August 20th, 2007 · No Comments

i woke up this morning feeling a little blue - last week/weekend, i ate too much (i was out of town and fell victim to the oh-so-good mexican food in san antonio) and didn’t go to the gym at all.  it totally felt like i blew all of my hard work in a matter of days.  i went to the gym tonight to meet my trainer for my first measurement since i started working out three weeks ago.  despite the fact that i fell off the horse, i lost 4 pounds.  this puts me at an average of 1.33 pounds lost per week.  although this is all slightly below my goal of losing 1.5 pounds per week, i was encouraged by my measurements… 2 inches in my hips, 1 inch in each calf, 1.5 inches in my chest, 0.5 inch in my waist.  i forgot what my arms were - but you get the point.   i can tell it’s coming off my hips - i put on a pair of pants for work this morning and they sat a lot lower than usual.  it’s a small start, but at least it’s going in the right direction.  my trainer was proud and said i was exactly where i needed to be on everything.

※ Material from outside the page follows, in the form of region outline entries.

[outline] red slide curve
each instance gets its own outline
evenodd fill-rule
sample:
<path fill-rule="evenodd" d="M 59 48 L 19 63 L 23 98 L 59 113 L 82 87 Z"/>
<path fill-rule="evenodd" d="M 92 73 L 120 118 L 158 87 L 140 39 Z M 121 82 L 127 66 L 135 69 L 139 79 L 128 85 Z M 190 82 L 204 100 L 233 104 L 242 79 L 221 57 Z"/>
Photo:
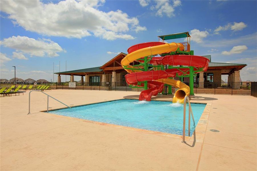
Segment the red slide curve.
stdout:
<path fill-rule="evenodd" d="M 209 61 L 207 58 L 199 56 L 178 55 L 168 55 L 162 57 L 154 57 L 150 61 L 153 64 L 169 65 L 172 66 L 183 65 L 203 68 L 206 71 Z M 196 69 L 195 69 L 195 70 Z M 152 95 L 157 95 L 162 91 L 164 84 L 160 79 L 175 77 L 177 74 L 181 75 L 185 73 L 189 73 L 188 68 L 168 69 L 165 71 L 157 70 L 137 72 L 128 74 L 125 76 L 126 80 L 129 84 L 135 85 L 139 81 L 149 81 L 148 85 L 149 89 L 141 92 L 139 100 L 150 101 Z M 183 73 L 184 72 L 184 73 Z M 154 81 L 156 80 L 159 81 Z M 140 86 L 143 86 L 142 84 Z"/>

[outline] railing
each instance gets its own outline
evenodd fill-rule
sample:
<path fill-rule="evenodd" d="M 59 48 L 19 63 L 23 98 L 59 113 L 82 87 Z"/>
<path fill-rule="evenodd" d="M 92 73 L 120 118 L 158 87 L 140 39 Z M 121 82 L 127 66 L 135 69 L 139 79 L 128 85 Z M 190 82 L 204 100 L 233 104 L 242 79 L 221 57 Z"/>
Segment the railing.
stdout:
<path fill-rule="evenodd" d="M 65 104 L 64 104 L 64 103 L 63 103 L 61 101 L 60 101 L 56 99 L 55 99 L 55 98 L 53 97 L 52 97 L 50 95 L 47 94 L 43 92 L 43 91 L 41 91 L 41 90 L 31 90 L 31 91 L 30 91 L 29 92 L 29 113 L 28 113 L 28 114 L 30 113 L 30 93 L 32 91 L 39 91 L 39 92 L 41 92 L 41 93 L 44 93 L 44 94 L 45 94 L 47 96 L 47 112 L 48 112 L 48 105 L 49 104 L 49 97 L 50 97 L 52 99 L 53 99 L 59 102 L 60 103 L 61 103 L 62 104 L 65 105 L 65 106 L 67 106 L 69 108 L 71 108 L 70 106 L 69 106 L 68 105 L 67 105 Z"/>
<path fill-rule="evenodd" d="M 182 141 L 183 143 L 186 143 L 185 139 L 185 137 L 186 129 L 186 109 L 187 106 L 187 101 L 188 102 L 188 136 L 190 137 L 190 114 L 192 116 L 193 122 L 194 122 L 194 126 L 195 126 L 195 119 L 194 118 L 194 115 L 192 111 L 192 109 L 191 107 L 191 104 L 189 100 L 189 98 L 188 96 L 185 97 L 184 101 L 184 115 L 183 119 L 183 140 Z"/>

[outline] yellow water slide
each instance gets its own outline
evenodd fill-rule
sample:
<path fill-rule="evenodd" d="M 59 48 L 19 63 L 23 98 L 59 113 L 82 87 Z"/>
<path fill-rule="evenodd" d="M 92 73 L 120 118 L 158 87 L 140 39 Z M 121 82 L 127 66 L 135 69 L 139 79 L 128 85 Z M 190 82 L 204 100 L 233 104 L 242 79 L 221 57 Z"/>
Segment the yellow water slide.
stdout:
<path fill-rule="evenodd" d="M 129 64 L 134 61 L 145 56 L 148 56 L 162 53 L 175 52 L 178 49 L 182 51 L 184 46 L 181 43 L 171 43 L 155 46 L 150 46 L 139 49 L 128 54 L 121 61 L 121 64 L 123 68 L 134 68 Z M 135 72 L 142 72 L 140 70 L 124 69 L 129 73 Z M 183 103 L 186 95 L 189 95 L 190 89 L 189 87 L 179 80 L 170 78 L 159 79 L 155 81 L 171 85 L 179 88 L 175 93 L 173 97 L 173 103 Z"/>

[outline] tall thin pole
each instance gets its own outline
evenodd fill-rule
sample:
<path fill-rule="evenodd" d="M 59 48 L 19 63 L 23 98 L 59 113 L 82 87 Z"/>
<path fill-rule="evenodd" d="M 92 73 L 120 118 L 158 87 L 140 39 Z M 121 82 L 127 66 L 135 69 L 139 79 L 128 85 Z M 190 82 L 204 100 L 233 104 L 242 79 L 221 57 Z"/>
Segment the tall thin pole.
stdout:
<path fill-rule="evenodd" d="M 67 71 L 67 61 L 65 61 L 65 71 Z M 67 78 L 67 76 L 65 75 L 65 82 L 66 82 Z"/>

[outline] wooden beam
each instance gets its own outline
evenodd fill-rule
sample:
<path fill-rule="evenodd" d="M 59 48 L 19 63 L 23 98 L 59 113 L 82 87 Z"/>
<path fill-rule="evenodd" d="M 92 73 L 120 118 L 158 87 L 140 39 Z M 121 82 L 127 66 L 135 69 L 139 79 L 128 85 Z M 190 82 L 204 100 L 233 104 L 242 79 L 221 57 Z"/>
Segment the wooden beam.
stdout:
<path fill-rule="evenodd" d="M 106 67 L 103 68 L 104 70 L 120 70 L 123 69 L 122 66 L 114 66 L 113 67 Z"/>
<path fill-rule="evenodd" d="M 118 64 L 119 64 L 119 65 L 120 65 L 120 66 L 122 66 L 122 65 L 121 65 L 121 64 L 120 64 L 120 62 L 118 62 L 118 61 L 116 61 L 116 60 L 115 60 L 115 62 L 116 63 L 117 63 Z"/>

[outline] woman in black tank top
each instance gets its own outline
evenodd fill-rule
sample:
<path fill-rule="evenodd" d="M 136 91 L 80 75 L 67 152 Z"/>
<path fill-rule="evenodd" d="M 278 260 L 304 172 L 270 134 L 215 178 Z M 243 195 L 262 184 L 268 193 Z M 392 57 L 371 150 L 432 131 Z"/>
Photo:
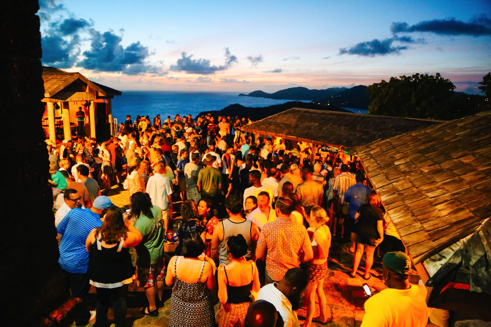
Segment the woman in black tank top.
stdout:
<path fill-rule="evenodd" d="M 249 305 L 253 300 L 251 291 L 259 290 L 259 276 L 256 264 L 244 255 L 248 246 L 242 234 L 229 236 L 227 248 L 230 263 L 218 269 L 218 297 L 221 304 L 218 327 L 235 326 L 243 322 Z"/>

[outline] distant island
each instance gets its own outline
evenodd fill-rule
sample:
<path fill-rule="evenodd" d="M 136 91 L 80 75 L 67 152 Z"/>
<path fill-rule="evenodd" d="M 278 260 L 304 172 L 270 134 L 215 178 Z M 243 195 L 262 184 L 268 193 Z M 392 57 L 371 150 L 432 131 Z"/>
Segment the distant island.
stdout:
<path fill-rule="evenodd" d="M 325 90 L 311 90 L 306 87 L 290 87 L 273 93 L 254 91 L 248 94 L 241 93 L 239 96 L 265 98 L 266 99 L 309 100 L 321 105 L 329 105 L 358 109 L 368 109 L 370 97 L 367 86 L 359 85 L 351 88 L 331 87 Z"/>
<path fill-rule="evenodd" d="M 316 109 L 317 110 L 326 110 L 341 112 L 351 112 L 351 111 L 343 109 L 336 106 L 331 105 L 319 105 L 317 103 L 301 102 L 300 101 L 289 101 L 280 105 L 274 105 L 269 107 L 244 107 L 242 105 L 235 104 L 227 106 L 221 110 L 209 110 L 201 111 L 196 117 L 204 116 L 207 113 L 210 113 L 214 117 L 218 116 L 230 116 L 235 117 L 239 116 L 240 117 L 250 117 L 252 120 L 259 120 L 267 117 L 284 111 L 292 108 L 303 108 L 305 109 Z"/>

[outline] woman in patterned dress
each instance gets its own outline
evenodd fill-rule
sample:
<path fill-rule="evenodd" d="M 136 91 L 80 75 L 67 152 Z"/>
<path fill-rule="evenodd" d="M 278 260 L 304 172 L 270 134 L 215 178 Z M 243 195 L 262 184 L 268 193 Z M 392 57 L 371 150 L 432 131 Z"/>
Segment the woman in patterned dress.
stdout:
<path fill-rule="evenodd" d="M 327 257 L 329 248 L 331 246 L 331 232 L 326 224 L 329 221 L 329 216 L 326 210 L 321 207 L 315 206 L 310 211 L 307 218 L 310 227 L 307 232 L 310 236 L 314 258 L 310 262 L 307 270 L 308 284 L 307 284 L 304 303 L 307 310 L 305 321 L 302 327 L 310 327 L 312 321 L 325 324 L 326 317 L 326 295 L 323 285 L 324 277 L 327 271 Z M 319 299 L 319 309 L 320 314 L 313 318 L 315 311 L 315 296 Z"/>
<path fill-rule="evenodd" d="M 178 217 L 176 219 L 179 219 Z M 206 225 L 201 221 L 201 218 L 198 214 L 196 203 L 192 200 L 185 200 L 181 205 L 181 221 L 177 225 L 177 237 L 179 243 L 176 247 L 176 255 L 181 255 L 182 243 L 181 242 L 186 234 L 195 232 L 198 233 L 203 242 L 206 242 Z"/>
<path fill-rule="evenodd" d="M 188 233 L 182 244 L 182 256 L 170 258 L 165 283 L 173 284 L 169 327 L 212 327 L 215 326 L 211 290 L 215 286 L 214 269 L 198 258 L 205 243 L 195 232 Z"/>

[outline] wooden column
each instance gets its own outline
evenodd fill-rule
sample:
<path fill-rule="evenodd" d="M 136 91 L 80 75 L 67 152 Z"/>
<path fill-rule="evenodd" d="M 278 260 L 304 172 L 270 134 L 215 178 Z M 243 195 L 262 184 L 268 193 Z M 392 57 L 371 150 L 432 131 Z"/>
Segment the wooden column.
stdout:
<path fill-rule="evenodd" d="M 67 108 L 64 108 L 66 106 Z M 72 139 L 72 130 L 70 128 L 70 110 L 68 108 L 68 103 L 61 103 L 61 115 L 63 117 L 63 131 L 65 136 L 65 139 Z"/>
<path fill-rule="evenodd" d="M 111 136 L 114 136 L 112 131 L 114 126 L 112 126 L 112 105 L 111 103 L 111 99 L 107 99 L 108 102 L 106 104 L 106 112 L 108 114 L 108 120 L 109 121 L 109 128 L 111 129 Z"/>
<path fill-rule="evenodd" d="M 95 137 L 95 104 L 94 101 L 90 101 L 89 107 L 89 117 L 90 121 L 90 137 Z"/>
<path fill-rule="evenodd" d="M 310 149 L 310 164 L 314 166 L 315 164 L 315 155 L 317 152 L 317 145 L 315 143 L 312 143 L 312 148 Z"/>
<path fill-rule="evenodd" d="M 50 132 L 50 138 L 56 143 L 56 137 L 55 132 L 55 108 L 53 102 L 47 102 L 48 106 L 48 125 Z"/>

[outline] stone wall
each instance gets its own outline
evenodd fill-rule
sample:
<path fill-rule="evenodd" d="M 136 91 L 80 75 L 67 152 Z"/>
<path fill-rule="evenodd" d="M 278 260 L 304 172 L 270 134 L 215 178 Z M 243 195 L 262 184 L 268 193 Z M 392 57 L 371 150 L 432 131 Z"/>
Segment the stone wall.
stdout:
<path fill-rule="evenodd" d="M 47 180 L 41 119 L 41 78 L 37 1 L 3 1 L 2 68 L 2 320 L 5 326 L 39 326 L 69 295 L 57 263 L 58 246 Z M 6 319 L 6 322 L 5 322 Z M 50 324 L 57 325 L 50 320 Z"/>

my supervisor is out of town all this week.  he totally deserves a break, but i’m just trying to figure everything out for work.  i am glad to be challenged and to have the added responsibility when compared to my situation a year ago, but sometimes i honestly don’t know what i’m doing.

i had dinner with my family last night.  it had been a long time since i had seen them and it felt nice to be home.  the three of us had a long conversation afterwards.  i know that it’s been a while since i’ve been open with them about what all is going on in my life.  i had assumptions on what their reactions would be and chose to fight my own battles alone.  i anticipated friction and that there would be an eventual fight due to the recent awkwardness/tension.  you can only make small talk for so long, i guess.  but there was a good discussion.  nobody got mad or anything.  i was able to let some things out that i had been keeping back for a while.  they were able to tell me what their perspective was.  if anything, it was just nice to hear my parents say they loved me.  it’s a silly thing, yes.  i mean i know they love me.  but just clearing the air on some things last night was nice.  there are still some unanswered questions, but that’s okay.  fortunately for me, i have a secret affinity for the unknown.